Ahead of the Tuesday vote, US bond yields and inflation expectations have been rising. The 10-year break-even inflation rate (a market indicator measuring long-term inflation trends) soared to a high of 2.43%, the highest level since April this year. Since September, with the resilience of the economy after the Fed's 50 basis point rate cut and the rising prospect of a Trump victory in the gambling market, this indicator has been increasing.
As Trump's policy agenda is seen as inflationary, some economists have already forecasted that following the 25 basis point rate cut by the Fed on Thursday, subsequent rate cuts will be lower than previously predicted. This may also put pressure on the bond market.

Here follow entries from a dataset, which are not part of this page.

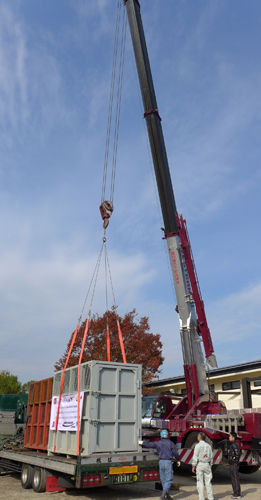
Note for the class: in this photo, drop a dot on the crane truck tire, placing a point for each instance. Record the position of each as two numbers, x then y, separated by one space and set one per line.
39 480
27 473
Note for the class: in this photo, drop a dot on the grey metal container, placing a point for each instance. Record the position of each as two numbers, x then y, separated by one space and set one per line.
111 416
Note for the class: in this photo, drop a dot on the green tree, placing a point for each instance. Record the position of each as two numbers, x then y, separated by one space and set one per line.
9 384
141 346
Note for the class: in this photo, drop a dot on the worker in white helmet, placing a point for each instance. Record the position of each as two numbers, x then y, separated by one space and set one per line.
201 464
166 450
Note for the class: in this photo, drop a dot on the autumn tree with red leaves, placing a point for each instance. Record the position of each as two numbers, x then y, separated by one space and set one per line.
141 346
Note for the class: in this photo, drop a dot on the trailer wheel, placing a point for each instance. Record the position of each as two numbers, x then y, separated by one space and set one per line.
39 480
27 473
248 469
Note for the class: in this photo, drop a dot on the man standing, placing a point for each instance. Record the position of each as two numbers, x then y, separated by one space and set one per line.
233 460
201 464
166 450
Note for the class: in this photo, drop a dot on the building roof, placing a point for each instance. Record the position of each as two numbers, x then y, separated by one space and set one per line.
215 372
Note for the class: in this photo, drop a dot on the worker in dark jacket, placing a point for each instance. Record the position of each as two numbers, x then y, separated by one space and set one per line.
233 460
166 450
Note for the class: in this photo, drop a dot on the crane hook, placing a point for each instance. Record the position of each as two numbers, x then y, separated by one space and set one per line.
106 209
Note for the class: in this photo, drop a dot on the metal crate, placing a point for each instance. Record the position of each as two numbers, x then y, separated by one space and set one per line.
111 414
38 415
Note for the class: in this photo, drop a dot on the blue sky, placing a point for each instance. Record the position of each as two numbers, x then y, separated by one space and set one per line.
55 66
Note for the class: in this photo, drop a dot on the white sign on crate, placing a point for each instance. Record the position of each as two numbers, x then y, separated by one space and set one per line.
68 414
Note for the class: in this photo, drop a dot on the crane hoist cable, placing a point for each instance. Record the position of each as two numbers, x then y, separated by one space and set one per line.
94 278
106 207
115 308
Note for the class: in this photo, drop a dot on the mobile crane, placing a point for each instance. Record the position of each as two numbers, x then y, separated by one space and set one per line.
200 408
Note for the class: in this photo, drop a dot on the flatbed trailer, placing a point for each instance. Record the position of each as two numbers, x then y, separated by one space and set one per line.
53 473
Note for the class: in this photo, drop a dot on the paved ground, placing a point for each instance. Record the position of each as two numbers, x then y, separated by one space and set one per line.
10 489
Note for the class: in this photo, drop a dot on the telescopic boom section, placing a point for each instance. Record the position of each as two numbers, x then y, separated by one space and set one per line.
194 364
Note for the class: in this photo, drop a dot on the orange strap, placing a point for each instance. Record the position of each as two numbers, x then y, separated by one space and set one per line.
121 343
79 383
61 388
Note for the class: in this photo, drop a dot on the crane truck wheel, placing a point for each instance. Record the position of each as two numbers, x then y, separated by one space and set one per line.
39 480
27 473
248 469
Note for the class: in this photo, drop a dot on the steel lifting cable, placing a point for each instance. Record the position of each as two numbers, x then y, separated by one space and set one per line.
97 267
106 207
107 325
114 63
117 317
95 274
119 94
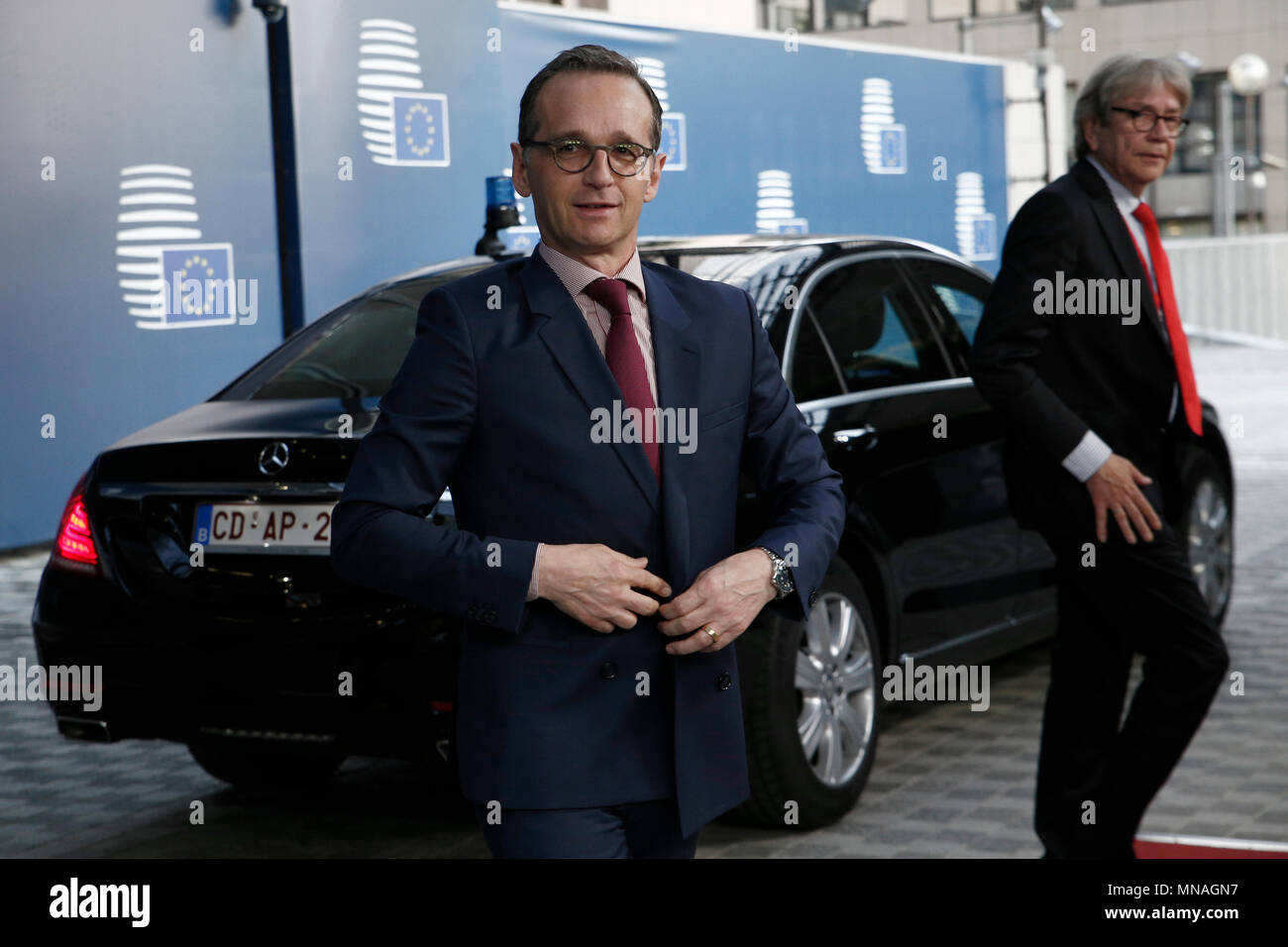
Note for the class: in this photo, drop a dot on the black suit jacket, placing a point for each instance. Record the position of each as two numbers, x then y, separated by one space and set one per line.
1055 376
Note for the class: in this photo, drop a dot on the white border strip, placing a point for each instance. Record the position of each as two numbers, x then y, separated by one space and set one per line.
806 39
1210 841
1220 335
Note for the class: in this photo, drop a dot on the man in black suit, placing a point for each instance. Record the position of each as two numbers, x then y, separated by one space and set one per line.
1081 351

There is also evidence that investors are demanding higher yields to compensate for the risks of holding longer-term debt. The so-called term premium has been climbing. The term premium is a component of the yield that compensates investors buying long-term bonds instead of rolling over short-term securities, seen as protection against unforeseen risks like inflation and shocks in debt supply and demand. As of November 4th, the New York Fed's 10-year term premium model has surged from -29 basis points in September to around 22 basis points.
Robert Dishner, Senior Portfolio Manager at Neuberger Berman, stated: "The US government needs to be careful as investors may demand higher compensation if they are not careful with the budget."
Trump stated that the key to addressing the fiscal outlook is further tax cuts, he believes this will boost economic growth, thereby increasing revenue to offset the blow to government surplus. Most economists disagree with this view and believe that under his leadership, US debt will exceed 100% of GDP.
The facts may also prove that Trump's plan may not trigger inflation as some people fear. Faced with the turmoil in the bond market, he may even reduce spending in certain areas. Any measures that raise long-term yields to 5% could attract some investors to enter the market.
However, as long as US debt and deficits remain high, they will become pressure points. Gregory Faranello, head of AmeriVet Securities US interest rate trading and strategy, said: "Deficit spending will certainly not disappear. This will be a consistent theme, although it does not mean that yields will not eventually reach a level that sparks buying interest – it's just hard to say at what level."